If you are planning on trying to help your kids out with their University costs (or other post-secondary ideas), an RESP is a must (just for the free money), however, that is not the only way to ensure you can easily help out your kids reach their educational dreams (or your dreams for their eduction).

I have learned after 8 years of paying for children’s expenses for school, that the most debilitating university costs are not tuition, it is the cost of accommodation. At one point in the 8 years I was

  • Paying the mortgage on my house
  • Paying rent of 3 separate apartments across Canada

When did I become so rich that I could afford this (you might ask)? (sarcasm alert) I most assuredly did not, the RESP money helped somewhat, but these kind of costs can almost double your family living expenses. Living expenses for your kids at school really do add up.

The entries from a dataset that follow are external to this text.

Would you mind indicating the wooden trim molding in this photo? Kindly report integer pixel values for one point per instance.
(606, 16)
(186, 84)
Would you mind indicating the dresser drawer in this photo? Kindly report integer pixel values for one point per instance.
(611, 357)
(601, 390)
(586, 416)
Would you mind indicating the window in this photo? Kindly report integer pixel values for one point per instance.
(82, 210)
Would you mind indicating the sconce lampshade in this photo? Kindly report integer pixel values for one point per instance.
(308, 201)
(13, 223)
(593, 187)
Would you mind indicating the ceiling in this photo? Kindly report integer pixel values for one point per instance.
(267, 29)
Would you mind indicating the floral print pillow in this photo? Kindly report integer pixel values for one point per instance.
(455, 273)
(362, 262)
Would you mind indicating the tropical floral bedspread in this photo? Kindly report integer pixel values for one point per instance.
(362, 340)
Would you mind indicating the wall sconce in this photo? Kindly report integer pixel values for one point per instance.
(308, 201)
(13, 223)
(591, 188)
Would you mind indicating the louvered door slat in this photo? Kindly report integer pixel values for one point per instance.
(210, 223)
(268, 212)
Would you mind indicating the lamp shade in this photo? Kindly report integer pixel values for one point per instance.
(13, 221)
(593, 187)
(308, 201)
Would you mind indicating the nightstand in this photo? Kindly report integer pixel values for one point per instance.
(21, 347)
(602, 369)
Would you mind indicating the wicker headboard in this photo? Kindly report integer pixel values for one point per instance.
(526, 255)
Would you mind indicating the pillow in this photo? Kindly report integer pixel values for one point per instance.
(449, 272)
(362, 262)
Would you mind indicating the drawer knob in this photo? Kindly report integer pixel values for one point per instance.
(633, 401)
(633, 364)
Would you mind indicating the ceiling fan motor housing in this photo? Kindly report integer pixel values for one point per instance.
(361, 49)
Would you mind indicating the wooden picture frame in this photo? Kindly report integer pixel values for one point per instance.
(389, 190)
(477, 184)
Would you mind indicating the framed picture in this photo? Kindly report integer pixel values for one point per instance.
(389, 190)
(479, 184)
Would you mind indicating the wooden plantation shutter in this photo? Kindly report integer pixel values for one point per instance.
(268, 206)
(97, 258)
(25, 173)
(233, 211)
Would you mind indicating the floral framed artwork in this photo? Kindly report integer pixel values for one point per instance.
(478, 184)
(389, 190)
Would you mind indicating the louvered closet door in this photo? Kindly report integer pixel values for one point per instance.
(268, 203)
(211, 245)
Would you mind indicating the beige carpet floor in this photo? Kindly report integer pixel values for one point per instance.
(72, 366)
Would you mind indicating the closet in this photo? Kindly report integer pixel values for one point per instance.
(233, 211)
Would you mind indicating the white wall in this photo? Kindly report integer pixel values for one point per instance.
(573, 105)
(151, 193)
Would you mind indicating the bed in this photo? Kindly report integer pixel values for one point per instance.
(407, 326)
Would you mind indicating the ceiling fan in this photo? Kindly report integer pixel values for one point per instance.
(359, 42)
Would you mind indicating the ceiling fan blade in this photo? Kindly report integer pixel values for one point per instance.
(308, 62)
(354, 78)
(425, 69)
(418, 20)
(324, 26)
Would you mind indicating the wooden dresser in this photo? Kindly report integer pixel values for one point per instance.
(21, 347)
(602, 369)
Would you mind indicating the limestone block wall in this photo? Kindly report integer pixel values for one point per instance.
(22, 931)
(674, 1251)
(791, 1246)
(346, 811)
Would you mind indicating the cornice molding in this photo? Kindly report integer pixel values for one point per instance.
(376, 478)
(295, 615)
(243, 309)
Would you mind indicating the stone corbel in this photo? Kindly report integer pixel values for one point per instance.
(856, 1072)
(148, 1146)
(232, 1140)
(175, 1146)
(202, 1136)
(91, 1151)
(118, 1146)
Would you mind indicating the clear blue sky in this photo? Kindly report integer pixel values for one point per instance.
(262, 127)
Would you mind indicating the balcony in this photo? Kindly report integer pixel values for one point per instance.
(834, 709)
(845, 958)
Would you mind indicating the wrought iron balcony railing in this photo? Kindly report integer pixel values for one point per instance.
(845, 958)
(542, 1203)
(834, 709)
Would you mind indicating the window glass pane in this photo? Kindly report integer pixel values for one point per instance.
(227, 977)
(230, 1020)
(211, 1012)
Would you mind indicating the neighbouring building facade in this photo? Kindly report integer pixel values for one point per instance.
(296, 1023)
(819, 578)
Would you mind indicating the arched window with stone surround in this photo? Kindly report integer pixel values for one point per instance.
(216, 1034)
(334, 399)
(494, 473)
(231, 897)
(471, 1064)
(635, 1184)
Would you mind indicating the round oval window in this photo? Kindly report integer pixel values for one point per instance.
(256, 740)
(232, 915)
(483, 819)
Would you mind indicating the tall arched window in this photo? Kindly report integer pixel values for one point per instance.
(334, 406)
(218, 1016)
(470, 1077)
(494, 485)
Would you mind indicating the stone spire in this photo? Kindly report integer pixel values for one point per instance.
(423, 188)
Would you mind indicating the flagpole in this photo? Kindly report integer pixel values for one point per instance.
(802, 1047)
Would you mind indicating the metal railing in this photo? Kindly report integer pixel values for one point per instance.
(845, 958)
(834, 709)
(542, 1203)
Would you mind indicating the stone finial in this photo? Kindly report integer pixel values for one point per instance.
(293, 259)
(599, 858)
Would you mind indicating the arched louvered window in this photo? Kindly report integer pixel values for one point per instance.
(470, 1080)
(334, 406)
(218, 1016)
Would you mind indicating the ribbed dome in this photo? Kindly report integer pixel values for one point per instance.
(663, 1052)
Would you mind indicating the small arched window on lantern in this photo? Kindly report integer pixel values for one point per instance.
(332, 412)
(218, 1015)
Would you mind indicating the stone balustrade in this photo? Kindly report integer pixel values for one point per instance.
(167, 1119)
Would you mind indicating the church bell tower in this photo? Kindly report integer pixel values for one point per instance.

There are remedies for this kind of expense (luckily):

  1. Do not allow your child to move away from home while they are going to University. Whether you really want to inflict this on yourself, is a question you must ask, but that will eliminate many of the living expenses. I know at least one set of parents that said, “I will pay for your tuition, and give you a car to use, if you stay at home. If not, it is all on you.”
  2. Pay off your house before your kids get to University, that way you are rich enough to be able to pay for the rent on “N” different apartments (or residence rooms) (where N is greater than 1).
  3. Make your kids pay for their living costs.
  4. Make your kids pay the whole shot. They want an eduction, time to learn about money at the same time.

Option (2) on the list is a very good target to try to hit, but kind of hard if you are maxing out your RESP, TFSA, and RRSP savings targets as well, but still something to keep in mind!

Options (3) & (4) sound heartless, but I know plenty of folks who paid for their entire University career, because their parents couldn’t help out, and they seem to have survived.

Keep in mind, University costs are not just tuition costs.